In the past, cervical cancer used to be one of the top causes of death from cancer for females. In the last half century, the trend seems to have changed and there are now fewer deaths from cervical cancer not only in the United States but across the entire world. This could be attributed to an increase in awareness of women when it comes to cervical cancer.
Cervical Cancer Statistics indicate that cervical cancer is the 12th most common cancer among woman across the entire world. It is also the 5th most deadly cancer. The cancer annually affects 16 out of every 100 women and kills 9 out of every 100 women. It is reported that about 471,000 new cervical cancer cases are diagnosed each year. As a matter of fact, on average, every 2 minutes, a woman dies of cervical cancer somewhere in the world.
In the lesser developed countries, cervical cancer is the second commonest amongst women and it is responsible for about 300,000 deaths each year. More than 4/5 of the cases are reported in the middle to low income earning countries. In the regions of Southern Africa and Central America, cervical cancer statistics indicate that this cancer is one of the commonest kinds of cancer. Regions of South America, The Caribbean, South Eastern Asia and other parts of Africa have high levels of cervical cancer and the sad fact is that majority of the women in these areas are unable to access the medication required to deal with cervical cancer. They can not access the regular Pap tests.

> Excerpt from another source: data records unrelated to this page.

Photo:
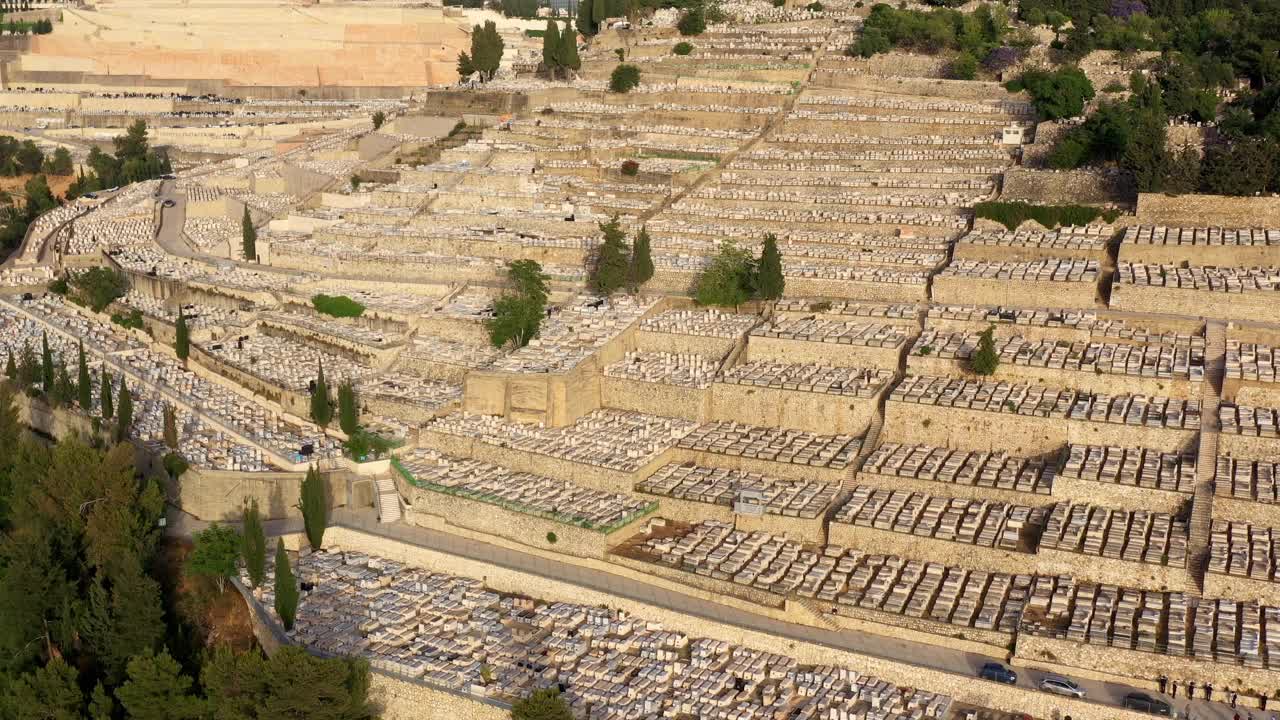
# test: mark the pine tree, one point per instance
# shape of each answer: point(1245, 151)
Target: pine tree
point(286, 587)
point(170, 427)
point(320, 409)
point(567, 53)
point(769, 283)
point(248, 237)
point(182, 340)
point(83, 384)
point(348, 410)
point(613, 259)
point(315, 507)
point(254, 545)
point(46, 365)
point(551, 46)
point(126, 413)
point(984, 360)
point(108, 401)
point(641, 260)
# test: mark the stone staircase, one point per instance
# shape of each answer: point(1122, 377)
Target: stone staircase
point(1202, 504)
point(388, 500)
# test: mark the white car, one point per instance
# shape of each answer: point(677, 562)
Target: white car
point(1059, 684)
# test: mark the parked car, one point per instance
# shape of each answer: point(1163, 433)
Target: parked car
point(1143, 702)
point(999, 673)
point(1059, 684)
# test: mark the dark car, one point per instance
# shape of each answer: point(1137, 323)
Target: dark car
point(999, 673)
point(1143, 702)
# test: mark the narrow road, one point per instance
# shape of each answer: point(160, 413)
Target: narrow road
point(923, 655)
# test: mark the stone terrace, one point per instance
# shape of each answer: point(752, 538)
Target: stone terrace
point(979, 470)
point(522, 492)
point(717, 486)
point(453, 633)
point(970, 522)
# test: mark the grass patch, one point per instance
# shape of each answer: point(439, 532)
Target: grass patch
point(337, 305)
point(1013, 214)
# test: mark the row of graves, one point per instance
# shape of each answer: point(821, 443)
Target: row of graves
point(455, 634)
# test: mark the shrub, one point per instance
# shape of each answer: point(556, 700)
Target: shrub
point(986, 360)
point(337, 305)
point(624, 78)
point(132, 319)
point(99, 287)
point(964, 67)
point(1013, 214)
point(693, 22)
point(1057, 94)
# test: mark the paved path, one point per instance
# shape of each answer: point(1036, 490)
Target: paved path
point(904, 651)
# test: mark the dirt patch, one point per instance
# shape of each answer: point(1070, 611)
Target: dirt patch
point(13, 186)
point(220, 619)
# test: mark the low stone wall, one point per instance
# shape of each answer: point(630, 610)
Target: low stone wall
point(1083, 381)
point(949, 290)
point(795, 409)
point(1205, 210)
point(1256, 306)
point(963, 688)
point(1019, 434)
point(656, 399)
point(1123, 665)
point(1056, 187)
point(954, 490)
point(929, 550)
point(1114, 495)
point(440, 511)
point(1247, 446)
point(1115, 572)
point(785, 470)
point(839, 355)
point(220, 495)
point(1221, 255)
point(588, 475)
point(1246, 589)
point(682, 343)
point(1246, 511)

Amongst women in America, Cervical cancer is the 8th most common kind of cancer. Each year, well over 10,000 new cervical cancer patients are reported and out of these, 3,600 die from the disease each year. In the United Kingdom, out of the 2,800 who are diagnosed with cervical cancer annually, 1,100 lose their lives to the disease. This cancer is the 12th most common cancer amongst the women in the UK. In 2003 it was reported that almost 2300 women were diagnosed as having cervical cancer in only England.
In case the cancer cells are identified early enough, the chances of curing the cancer are 90%. Regular exams as well as Pap smears are the best way to get rid of the cervical cancer altogether. Since its introduction in 1941, the Pap smear has led to a massive reduction in the instances of cervical cancer As a matter of fact, each year; the number of women who die from cervical cancer reduces by 2% because of the Pap smears. Every since the first implementation of the Pap smears the death rate of cervical cancer has reduced by almost 74%.
Across the entire world, health agencies are focused on reducing the cases of cervical cancer. In the UK for instance, there was a cervical screening program introduced in 1989 and this gave women free Pap smears. The women who were given these smears were women between the ages of 25 and 64. Cervical cancer statistics show that this program leads to the prevention of almost 3900 new cases in the United Kingdom each year.